Troeltsch’s criticism of Schleiermacher

Once more into the Troeltschian breech!

Hans-Georg Drescher, Ernst Troeltsch: His Life and Work (Fortress, 1993), 205.
The crux of Troeltsch’s criticism of Schleiermacher is that because he came from Herrnhuter pietism and was close to the world of Romanticism in his early years he expressed his theological programme in a fantastic and unworldly way. In particular his ideal of the church seems to Troeltsch to be utopian and alien to the world. In the mature Schleiermacher Troeltsch criticizes above all his assimilation to current circumstances, to life in the Prussian church. For Troeltsch, Schleiermacher’s programme, particularly his definition of the “essence of Christianity,” is dependent on a dogmatics which puts the emphasis on the concept of redemption and which allows itself to be directed by church thinking, by an accentuation of the concept of the church.
What intrigues me about this is how Troeltsch’s criticism of Schleiermacher is almost the mirror image of what one usually finds in today’s anglophone and largely neo-orthodox (and I don’t use that term in a positive way . . . ) theology. For instance, what one usually hears (unfortunately) is about how Schleiermacher departs from Christian conviction and not least by marginalizing the Trinity, how he introduces non-theological prolegomena in his work, etc. But Troeltsch comes at it from the other side: the problem with Schleiermacher is that he is too un-critically Christian! He has too high an estimation of the church! His work depends too much on dogmatic concepts (i.e., actual Christian conviction)!

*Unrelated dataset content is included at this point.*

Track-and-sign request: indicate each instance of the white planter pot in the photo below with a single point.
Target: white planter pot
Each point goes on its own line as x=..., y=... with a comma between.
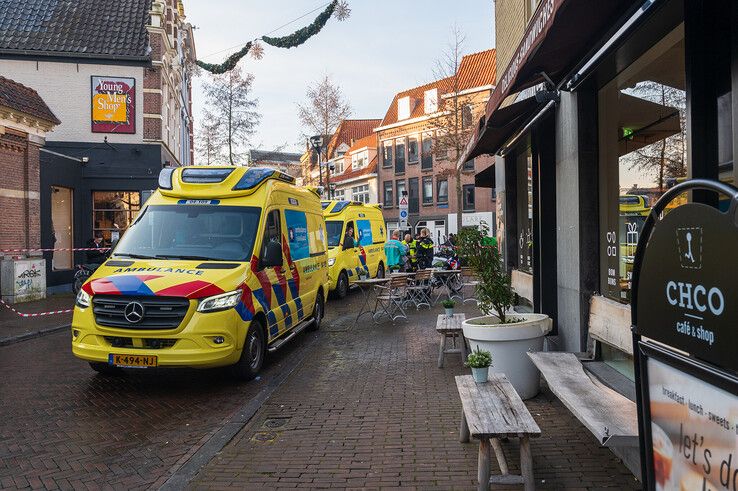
x=508, y=345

Perhaps this indicates that the theological conversation in contemporary anglophone theology has become unhelpfully narrow.



I take your point about narrowness.

But regarding F.S., I wonder what extent this in an inherent dilemma of being in the "theological circle" (Tillich) -- of being situated socially and culturally in a certain community (or communities). Such narrowness might hold not only for ecclesial and religious communities but academic ones as well-- like say, for example, your "church" happens to be handful of critical theorists who get together on Sunday mornings for coffee. Is such a group intrinsically more (self) critical than the Baptists worshiping down the street?
"Is such a group intrinsically more (self) critical than the Baptists worshiping down the street?"

One is, of course, hesitant to make sweeping generalizations, and one must account for different ways of being self-critical.

How's that for a non-answer? ;-)
Travis, I don't hesitate to make sweeping generalizations. ;)

Perhaps most of us aren't self-critical enough, or not quite in the right ways.

Schleiermacher, on the other hand, I think was pretty self critical -- and my hunch is he was pretty canny about the problems of church life, too. At any rate, he got the benefit of lots of church folks being critical -- of him.

If Troeltsch, or someone else, were to charge him with being too confessional, my hunch is that he would say, "Yeah. So what?" (but in a much more erudite way). He seems, in an almost uncanny way, to have anticipated this conception of religion as culture/way of life that has been so influential in recent decades. Maybe it's part of his pietist background. The Christian experience (of redemption, as you point out above) is normative for him.

But another piece of this -- and it's been so long, I'm pretty fuzzy on where it is in the CF -- is this bit where he holds up Jesus and church as too poles in theology; as a Reformed thinker (in contrast to the RCs), he holds up the perfect piety of Jesus as the critical norm under which the church stands. Whatever the problems are in his Christology, that is the locus for criticism. IMHO. Maybe matters are less simple for us now?
Part of what makes FDES such an interesting guy, for my money, is that he can take mirror-image criticism from "both" "sides." Barth can function in similar kinds of ways. But it seems to me like the theological conversation in North America has gotten to the point where you only get the more positivist criticisms of Schleiermacher - the folks who might have been closer to Troeltsch don't often bother with theology themselves anymore (at least Christian theology), and one tends not to hear all that much from folks who might be closer to FDES himself.
That's interesting. Would you like to expand upon that a little?
I think it might be time for me to dig into FDES some more. I find him unavoidable.
Nope, I wouldn't like to. :-)

But you should definitely go read some Schleiermacher.